Gilbert the Filbert
Captain Basil Hallam Radford, No 1 Army Kite Ballon Section, Royal Flying Corps was born on 3 April 1888 and lived on Cromwell Road, South Kensington. He was at the public school Charterhouse from 1903 to 1907. Basil Radford became an actor and went on stage as 'Basil Hallam'. He became a star of the Music Halls and was known in particular for his role in 'The Passing Show'. Basil was also one of Lady Diana Cooper's dancing partners.
By early 1914 he had established himself as a popular and successful light comedian appearing in various productions before he created the persona 'Gilbert the Filbert'.
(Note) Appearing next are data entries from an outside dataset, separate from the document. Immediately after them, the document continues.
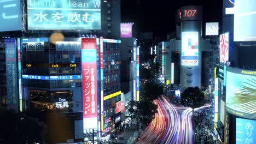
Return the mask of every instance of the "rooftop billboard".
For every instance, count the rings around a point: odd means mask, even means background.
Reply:
[[[100,0],[29,0],[28,30],[100,29]]]
[[[21,1],[0,1],[0,32],[21,30]]]
[[[132,24],[131,23],[121,23],[121,38],[131,38],[132,37]]]
[[[256,2],[236,0],[234,7],[234,41],[256,41]]]

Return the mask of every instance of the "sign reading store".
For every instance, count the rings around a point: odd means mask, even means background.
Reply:
[[[100,29],[100,0],[28,0],[28,30]]]

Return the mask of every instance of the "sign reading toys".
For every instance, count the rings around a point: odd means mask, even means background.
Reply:
[[[100,29],[100,0],[28,0],[29,30]]]

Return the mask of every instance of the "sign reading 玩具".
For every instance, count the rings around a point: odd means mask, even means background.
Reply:
[[[121,38],[131,38],[132,25],[131,23],[121,23]]]
[[[0,32],[20,31],[21,0],[0,1]]]
[[[100,0],[27,0],[28,30],[100,29]]]
[[[15,39],[5,40],[6,87],[8,106],[18,109],[17,50]]]

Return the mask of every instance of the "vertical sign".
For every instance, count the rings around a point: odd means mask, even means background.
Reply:
[[[17,40],[18,54],[18,70],[19,70],[19,99],[20,102],[20,111],[22,112],[22,88],[21,86],[21,64],[20,57],[20,39]]]
[[[136,50],[136,101],[139,101],[139,47]]]
[[[121,101],[115,103],[115,113],[121,111]]]
[[[84,133],[97,129],[96,44],[96,38],[82,39]]]
[[[171,67],[171,83],[173,84],[174,83],[174,63],[172,63],[172,67]]]
[[[162,42],[162,74],[165,74],[165,42]]]
[[[7,104],[8,107],[18,109],[17,85],[17,58],[16,40],[15,39],[5,40]]]
[[[225,63],[229,61],[229,33],[219,35],[219,61]]]
[[[236,143],[256,143],[256,121],[236,118]]]
[[[182,33],[182,65],[198,65],[198,41],[197,32]]]

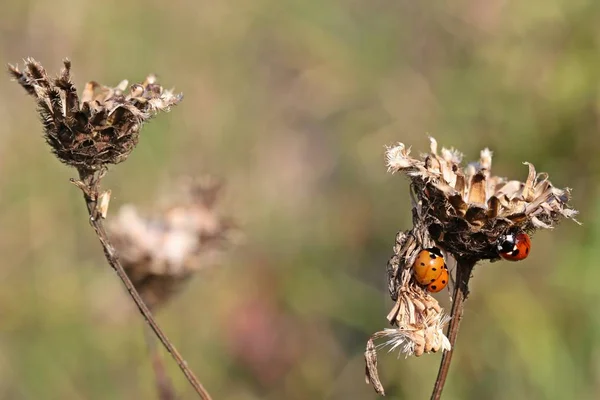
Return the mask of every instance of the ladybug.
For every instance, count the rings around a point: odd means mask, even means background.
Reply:
[[[444,264],[442,273],[440,274],[440,276],[438,276],[437,279],[435,279],[433,282],[427,285],[427,290],[429,290],[431,293],[439,292],[448,285],[448,279],[448,268],[446,268],[446,265]]]
[[[432,284],[444,270],[447,271],[446,262],[442,251],[437,247],[421,250],[413,264],[415,279],[421,285]],[[448,281],[447,278],[446,281]]]
[[[508,261],[523,260],[527,258],[531,250],[531,239],[522,231],[500,235],[496,243],[500,257]]]

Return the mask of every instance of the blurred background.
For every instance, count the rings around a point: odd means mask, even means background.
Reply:
[[[104,187],[110,219],[182,174],[226,180],[245,243],[158,313],[216,400],[376,398],[363,351],[410,228],[384,145],[418,153],[428,134],[467,161],[489,147],[512,179],[532,162],[573,188],[584,223],[476,268],[444,399],[600,397],[599,2],[6,1],[0,59],[27,56],[51,75],[69,57],[80,89],[154,72],[185,94]],[[143,321],[75,171],[8,75],[0,121],[0,398],[156,398]],[[428,398],[439,361],[380,353],[388,398]]]

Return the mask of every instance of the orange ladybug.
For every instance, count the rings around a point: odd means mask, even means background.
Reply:
[[[448,268],[446,268],[446,264],[444,264],[444,268],[442,269],[442,273],[440,276],[427,285],[427,290],[431,293],[437,293],[448,285]]]
[[[421,250],[413,264],[414,276],[421,285],[429,285],[436,281],[447,268],[442,251],[437,247]],[[446,278],[446,281],[448,279]]]
[[[525,232],[508,232],[500,235],[497,241],[498,254],[508,261],[520,261],[529,255],[531,239]]]

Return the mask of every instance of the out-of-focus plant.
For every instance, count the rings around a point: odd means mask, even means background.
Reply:
[[[128,82],[116,87],[89,82],[81,96],[71,82],[71,62],[54,79],[32,58],[21,71],[9,65],[9,73],[36,100],[44,127],[44,137],[52,152],[63,163],[77,169],[79,179],[71,181],[81,189],[93,226],[110,266],[127,288],[138,309],[173,356],[180,369],[203,399],[210,399],[198,378],[156,323],[136,287],[121,264],[117,251],[105,230],[110,191],[100,191],[100,182],[108,164],[127,159],[140,137],[143,124],[161,111],[168,111],[183,96],[173,94],[149,75],[142,83],[127,90]]]
[[[538,229],[552,229],[577,214],[568,206],[569,189],[552,186],[547,174],[537,174],[530,163],[525,163],[529,166],[527,180],[520,182],[491,174],[488,149],[481,151],[478,162],[464,169],[461,153],[445,148],[440,153],[433,138],[430,152],[419,158],[411,157],[402,143],[386,151],[388,171],[403,172],[410,179],[413,228],[398,233],[387,266],[390,296],[395,301],[387,318],[395,327],[375,333],[365,352],[367,382],[381,395],[385,392],[378,377],[374,339],[385,338],[379,346],[390,346],[390,351],[400,348],[407,356],[444,351],[431,397],[439,399],[476,263],[522,260],[531,247],[529,235]],[[432,258],[438,253],[442,260],[456,265],[450,316],[430,294],[448,284],[437,281],[443,271],[426,271],[432,279],[421,279],[419,271],[429,268],[421,257],[430,251]],[[430,268],[436,270],[437,265],[432,263]],[[445,262],[439,265],[446,269]]]

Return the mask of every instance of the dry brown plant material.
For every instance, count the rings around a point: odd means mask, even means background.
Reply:
[[[377,373],[376,348],[389,346],[406,356],[442,350],[442,362],[432,399],[438,399],[446,380],[463,302],[475,264],[500,259],[497,240],[510,229],[533,234],[552,229],[564,218],[574,220],[577,211],[568,206],[569,189],[558,189],[546,174],[525,163],[525,182],[491,174],[492,153],[481,151],[477,162],[461,166],[462,154],[442,148],[438,153],[431,138],[430,152],[418,158],[404,144],[388,147],[388,171],[403,172],[410,180],[413,228],[396,236],[394,255],[387,266],[389,292],[395,304],[388,314],[393,328],[375,333],[365,352],[366,378],[375,391],[385,395]],[[419,285],[413,263],[422,249],[436,246],[456,264],[456,283],[450,317],[437,300]],[[448,333],[443,328],[448,323]],[[374,339],[385,341],[375,346]]]
[[[8,66],[8,71],[35,98],[44,137],[52,152],[61,162],[77,169],[79,179],[71,182],[84,195],[90,224],[109,265],[200,398],[210,399],[125,273],[103,223],[108,212],[110,191],[100,191],[107,165],[125,161],[139,141],[143,123],[160,111],[168,111],[181,101],[182,95],[163,89],[157,84],[156,77],[149,75],[142,83],[130,86],[129,90],[127,81],[116,87],[91,81],[79,96],[71,82],[71,62],[65,60],[63,64],[64,68],[56,78],[50,78],[42,65],[32,58],[25,60],[23,71],[12,65]]]
[[[108,225],[123,268],[150,309],[215,265],[239,237],[232,220],[219,213],[221,192],[214,178],[184,179],[167,206],[144,213],[124,205]]]

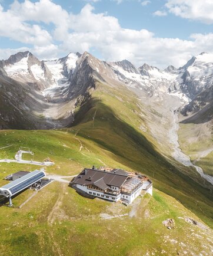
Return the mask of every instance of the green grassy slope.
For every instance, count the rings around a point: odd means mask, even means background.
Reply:
[[[154,196],[139,198],[127,207],[83,198],[67,183],[54,182],[19,209],[33,193],[27,190],[13,199],[14,208],[0,208],[1,254],[209,254],[211,229],[184,220],[188,216],[212,227],[209,191],[169,163],[152,137],[140,130],[144,120],[133,94],[101,84],[91,92],[90,100],[79,106],[72,127],[0,131],[0,158],[13,157],[22,146],[34,152],[34,160],[49,156],[55,162],[47,168],[48,173],[72,175],[93,165],[141,172],[152,179]],[[6,175],[36,168],[0,163],[0,186],[8,182],[2,179]],[[126,213],[133,216],[101,217]],[[162,225],[168,218],[175,220],[174,229]]]

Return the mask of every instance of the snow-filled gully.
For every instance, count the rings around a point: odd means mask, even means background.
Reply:
[[[175,113],[175,109],[171,110],[171,114],[174,117],[173,123],[172,124],[172,127],[169,131],[168,136],[169,142],[172,145],[174,145],[174,152],[172,153],[172,156],[175,160],[182,163],[185,166],[194,167],[201,177],[213,185],[213,177],[211,175],[205,174],[201,167],[194,165],[191,162],[190,157],[187,155],[184,154],[179,148],[178,135],[178,130],[179,129],[178,114]]]

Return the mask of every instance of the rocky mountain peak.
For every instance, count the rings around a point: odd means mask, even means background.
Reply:
[[[152,71],[155,70],[158,72],[160,72],[159,69],[157,67],[149,66],[147,63],[144,63],[142,67],[138,68],[138,70],[142,76],[147,76],[148,77],[153,76],[150,74],[150,72]]]
[[[195,63],[195,60],[196,60],[197,58],[195,56],[193,56],[192,58],[191,58],[187,63],[186,64],[185,64],[184,66],[182,66],[182,67],[179,68],[179,69],[184,69],[184,70],[187,70],[189,66],[192,65],[193,64]]]
[[[124,70],[131,73],[139,74],[138,69],[128,60],[123,60],[121,61],[117,61],[110,63],[112,66],[118,66]]]
[[[8,60],[2,60],[3,65],[5,66],[11,65],[19,62],[22,58],[28,57],[29,54],[32,55],[29,51],[25,52],[19,52],[15,54],[11,55]]]
[[[164,71],[168,73],[175,73],[177,70],[177,68],[176,68],[174,66],[170,65],[164,70]]]

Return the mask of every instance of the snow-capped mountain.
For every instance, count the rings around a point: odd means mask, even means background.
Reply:
[[[107,63],[87,52],[40,61],[26,51],[0,61],[0,79],[24,88],[35,100],[33,109],[37,117],[42,116],[50,127],[58,127],[71,122],[75,103],[89,88],[95,88],[97,81],[111,86],[124,86],[155,101],[164,100],[165,96],[174,97],[184,107],[185,115],[199,110],[212,99],[212,67],[213,55],[205,52],[179,68],[170,65],[160,70],[147,64],[138,68],[127,60]],[[29,103],[23,104],[25,110],[31,109]],[[66,121],[59,124],[58,119]]]

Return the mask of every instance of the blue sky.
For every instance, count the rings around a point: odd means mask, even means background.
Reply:
[[[0,0],[0,59],[25,50],[41,59],[88,51],[107,61],[178,67],[212,51],[210,2]]]

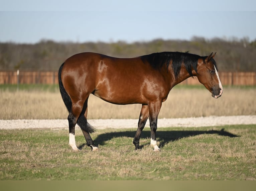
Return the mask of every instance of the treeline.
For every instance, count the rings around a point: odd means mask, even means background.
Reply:
[[[217,52],[215,60],[221,71],[256,71],[256,40],[249,42],[247,38],[228,41],[198,37],[189,41],[156,39],[132,43],[123,41],[56,42],[45,40],[33,44],[0,43],[0,70],[57,71],[68,58],[85,52],[131,58],[163,51],[188,51],[201,56]]]

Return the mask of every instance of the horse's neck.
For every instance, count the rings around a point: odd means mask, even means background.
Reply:
[[[193,71],[193,74],[195,73],[195,71]],[[196,75],[195,75],[195,76]],[[174,75],[173,76],[174,77]],[[175,78],[174,77],[173,78],[173,82],[172,82],[172,84],[171,86],[171,88],[173,88],[176,85],[178,84],[179,84],[182,82],[183,82],[190,77],[191,77],[191,76],[189,74],[188,74],[188,73],[187,72],[187,71],[186,71],[186,69],[185,68],[185,67],[181,67],[181,68],[180,69],[180,72],[179,76],[177,77],[177,78]]]

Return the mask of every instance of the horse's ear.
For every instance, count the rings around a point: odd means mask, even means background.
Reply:
[[[212,59],[212,58],[213,58],[213,53],[212,52],[211,53],[211,54],[209,55],[209,56],[208,56],[205,59],[205,61],[206,62],[208,63],[209,62],[209,61],[210,61],[210,60]],[[214,55],[215,56],[215,55]]]

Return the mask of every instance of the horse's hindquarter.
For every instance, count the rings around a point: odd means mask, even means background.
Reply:
[[[80,92],[92,93],[117,104],[147,104],[149,99],[163,94],[161,74],[139,57],[121,59],[90,53],[76,56],[67,61],[72,65],[73,75],[80,77],[73,83]]]

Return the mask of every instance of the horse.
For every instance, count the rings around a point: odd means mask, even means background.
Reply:
[[[77,123],[87,145],[93,151],[98,149],[90,134],[94,129],[87,120],[88,97],[92,94],[115,104],[141,104],[133,142],[135,149],[140,148],[141,132],[149,117],[150,145],[154,151],[159,151],[156,135],[157,118],[162,103],[173,87],[196,76],[213,97],[218,98],[222,94],[214,59],[216,54],[201,56],[187,52],[163,52],[120,58],[86,52],[72,56],[61,65],[58,72],[60,92],[69,112],[69,145],[73,150],[79,150],[75,136]]]

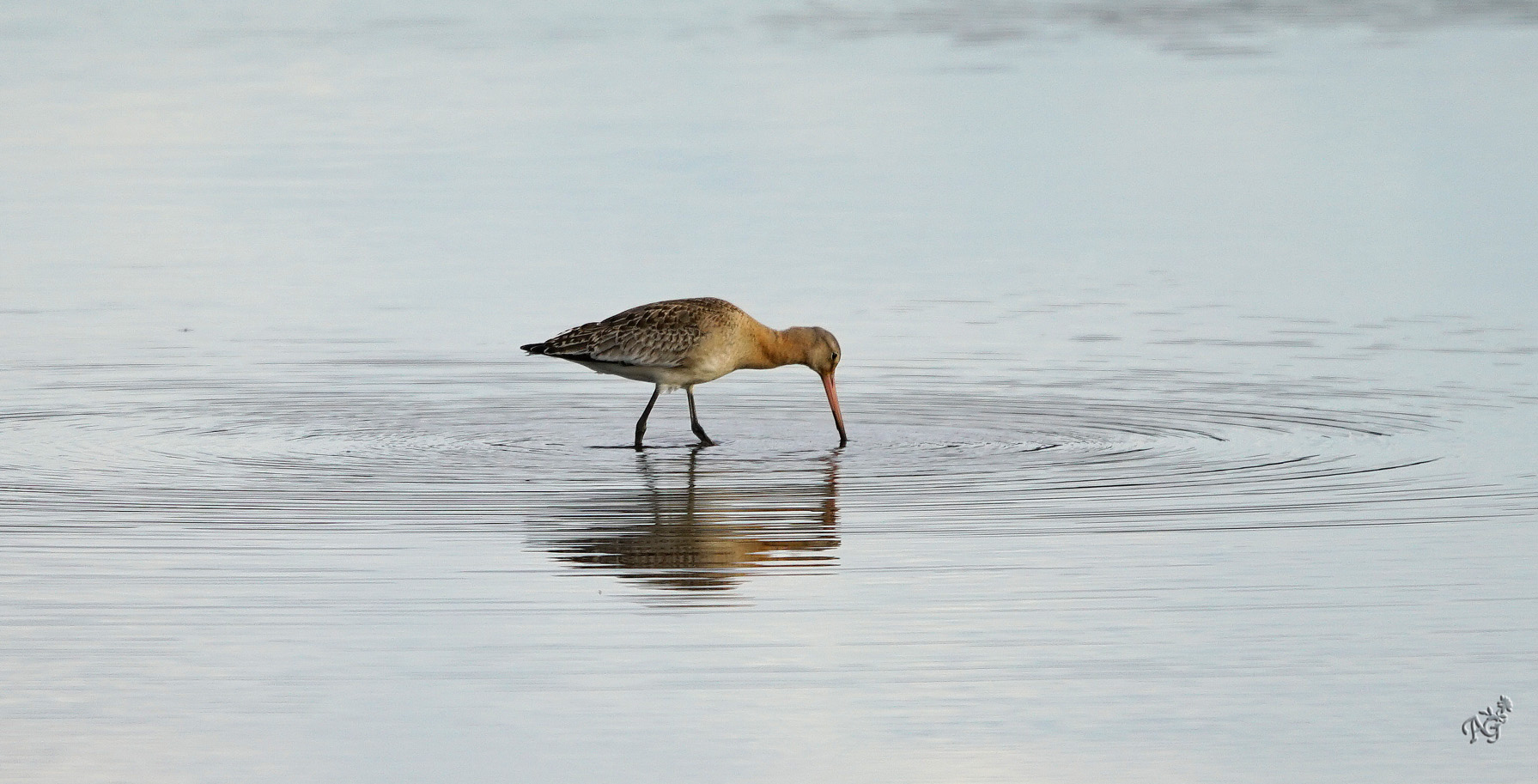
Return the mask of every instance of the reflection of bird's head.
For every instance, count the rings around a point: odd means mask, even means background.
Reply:
[[[834,563],[826,555],[838,547],[831,463],[814,483],[701,486],[697,452],[672,477],[654,458],[637,458],[640,486],[575,498],[557,515],[568,533],[544,547],[578,567],[683,590],[731,589],[754,567]],[[669,478],[684,483],[667,486]]]

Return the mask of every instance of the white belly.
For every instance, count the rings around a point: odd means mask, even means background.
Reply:
[[[564,360],[564,357],[561,357]],[[591,360],[571,360],[589,370],[618,375],[634,381],[661,384],[664,389],[678,389],[717,378],[731,372],[731,367],[647,367],[644,364],[600,363]]]

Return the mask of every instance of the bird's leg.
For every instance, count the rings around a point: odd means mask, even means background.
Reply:
[[[704,427],[700,427],[700,417],[694,414],[694,387],[686,386],[683,390],[689,395],[689,429],[694,430],[694,435],[700,437],[701,446],[715,446],[715,441],[711,441],[711,437],[704,435]]]
[[[646,410],[641,412],[641,418],[635,423],[635,449],[641,449],[641,437],[646,435],[646,418],[652,415],[652,406],[657,404],[657,395],[663,394],[663,386],[657,384],[652,389],[652,400],[646,401]]]

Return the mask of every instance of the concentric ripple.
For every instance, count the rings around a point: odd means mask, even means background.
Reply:
[[[1423,524],[1535,506],[1444,467],[1424,401],[1344,381],[978,374],[937,387],[855,370],[852,441],[834,449],[817,384],[784,374],[701,392],[721,446],[692,446],[667,400],[637,453],[623,446],[644,387],[529,363],[32,372],[46,375],[35,398],[0,417],[11,526],[497,524],[555,563],[695,593],[837,564],[849,535]]]

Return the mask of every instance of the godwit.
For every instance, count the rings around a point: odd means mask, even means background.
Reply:
[[[769,329],[735,304],[715,297],[666,300],[631,307],[603,321],[568,329],[544,343],[523,346],[529,354],[560,357],[600,374],[623,375],[657,384],[635,423],[635,449],[641,449],[646,418],[663,389],[689,395],[689,427],[704,446],[715,446],[694,410],[694,387],[732,370],[766,370],[781,364],[804,364],[823,377],[827,404],[838,426],[838,446],[849,443],[844,415],[834,390],[838,338],[823,327]]]

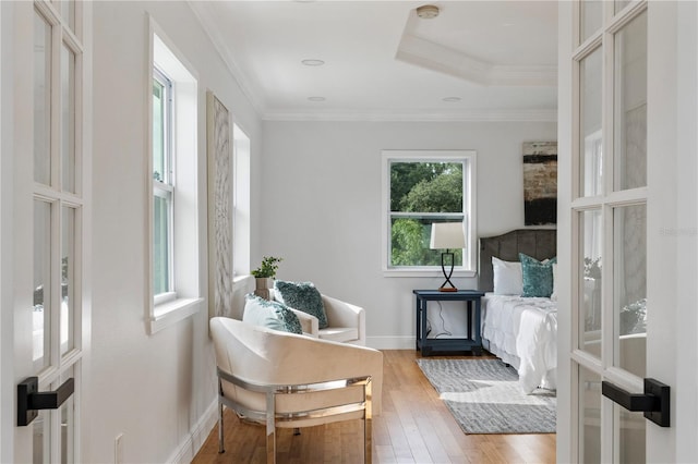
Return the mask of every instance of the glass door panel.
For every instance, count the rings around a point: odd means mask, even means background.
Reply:
[[[579,462],[601,462],[601,376],[579,367]]]
[[[75,53],[61,50],[61,181],[62,190],[75,192]]]
[[[39,415],[32,423],[34,427],[34,439],[32,451],[34,452],[34,464],[48,464],[51,462],[51,435],[50,430],[50,413],[48,410],[39,411]]]
[[[615,268],[614,365],[638,377],[646,371],[647,207],[616,208],[613,218]]]
[[[62,207],[61,217],[61,355],[75,347],[75,209]]]
[[[618,418],[615,432],[617,440],[616,462],[622,464],[637,464],[646,462],[645,427],[647,419],[642,413],[630,413],[626,408],[613,405],[615,417]]]
[[[597,196],[603,193],[601,65],[601,48],[597,48],[579,62],[581,196]]]
[[[75,378],[75,368],[71,366],[60,377],[57,382],[58,388],[65,380]],[[75,462],[75,398],[77,392],[73,393],[60,407],[60,438],[61,438],[61,464]]]
[[[34,180],[51,183],[51,26],[34,12]]]
[[[51,204],[34,200],[34,371],[51,363]]]
[[[601,358],[601,210],[580,212],[579,347]]]
[[[615,35],[616,191],[647,185],[647,12]]]
[[[60,0],[61,16],[68,27],[75,33],[75,0]]]
[[[583,42],[601,28],[603,22],[603,1],[581,1],[579,2],[580,11],[580,42]]]

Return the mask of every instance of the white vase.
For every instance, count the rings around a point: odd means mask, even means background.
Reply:
[[[274,278],[270,277],[257,277],[256,279],[256,290],[254,294],[264,298],[272,300],[272,290],[274,289]]]

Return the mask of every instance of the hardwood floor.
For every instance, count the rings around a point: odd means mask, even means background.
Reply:
[[[554,463],[555,435],[465,435],[438,399],[412,350],[387,350],[383,358],[383,413],[373,420],[374,463]],[[435,356],[432,356],[435,357]],[[462,356],[469,357],[469,356]],[[225,416],[226,452],[218,454],[218,427],[194,464],[264,463],[264,428]],[[359,420],[292,430],[277,429],[277,462],[361,463]]]

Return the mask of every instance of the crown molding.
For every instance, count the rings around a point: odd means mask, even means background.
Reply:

Possibly for medical reasons (he had a steel plate in his foot from an old injury) Basil didn't join up as soon as war began but, after being a recipient of numerous white feathers, often thrust upon him at the stage door, he decided to enlist. He became a Balloon Observer with a Kite Balloon Section of the RFC and his duties were to reinforce the work of observers working for Corps Squadrons.
On the right two observers in the basket of a kite balloon pictured spotting activity on the ground below. The Kite Balloon section (often known as the balloonatics) was used by both the naval and military air service and then eventually absorbed into the newly formed Royal Air Force in 1918. 1918.
He was to meet his end on 20 August 1916. Instead of the usual two man crew, Radford had taken a third person, an old school friend from Charterhouse, up in the balloon. When faced with tragedy he gave up his parachute. Gerald Gliddon writes:
On 20 August Hallam, a member of No 1 Section, was due to make an ascent with 2/Lt P B Moxon who had previously been registering for V Corps together with a third man, Lt Geoffrey McCall. McCall, whose brother was a school chum of Hallam, had been invited along as a guest.
Sadly, and owing to a high wind, the balloon broke away from its moorings and began to drift towards enemy lines. The crew then proceeded to throw out their instruments and maps before planning to save themselves. Unfortunately, there were only two parachutes in the balloon and Hallam instructed Moxon and McCall to jump. This, of course, left him with the decision of either drifting out of control into enemy lines or to jump and hope.
For a short period he was seen sitting on the edge of the basket before making his leap. The height was between three and six thousand feet and, not surprisingly, he didn't survive. His body was found on the Acheux-en-Amienois Road. In a letter to Lady Diana Cooper, Raymond Asquith, one of hundreds of witnesses to the tragedy, reported that Hallam's body was found dreadfully foreshortened and he was only identified by his cigarette case. Hallam's grave is to be found in Couin British Cemetery.
His death in action is described by Rudyard Kipling in The Irish Guards in the Great War, Vol 2 1916 - Salient and the Somme:
On a windy Sunday evening at Couin, in the valley north of Bus-les-Artois, the men saw an observation-balloon, tethered near their bivouacs, break loose while being hauled down. It drifted towards the enemy line. First they watched maps and books being heaved overboard, then a man in a parachute jumping for his life, who landed safely. Soon after, something black, which had been hanging below the basket, detached itself and fell some three thousand feet. We heard later that it was Captain Radford (Basil Hallam). His parachute apparently caught in the rigging and in some way he slipped out of the belt which attached him to it. He fell near Brigade Headquarters. Of those who watched, there was not one that had not seen him at the "Halls" in the immensely remote days of "Gilbert the Filbert, the Colonel of the Nuts."
Luci Gosling has added a little more information:
Elsie Janis, the American actress who was engaged to him, recounts a letter in her memoirs, received from one of the men who escaped successfully. Apparently Basil coaxed them into jumping and the young man wrote, "I never thought Gilbert the Filbert would give me the courage to face death."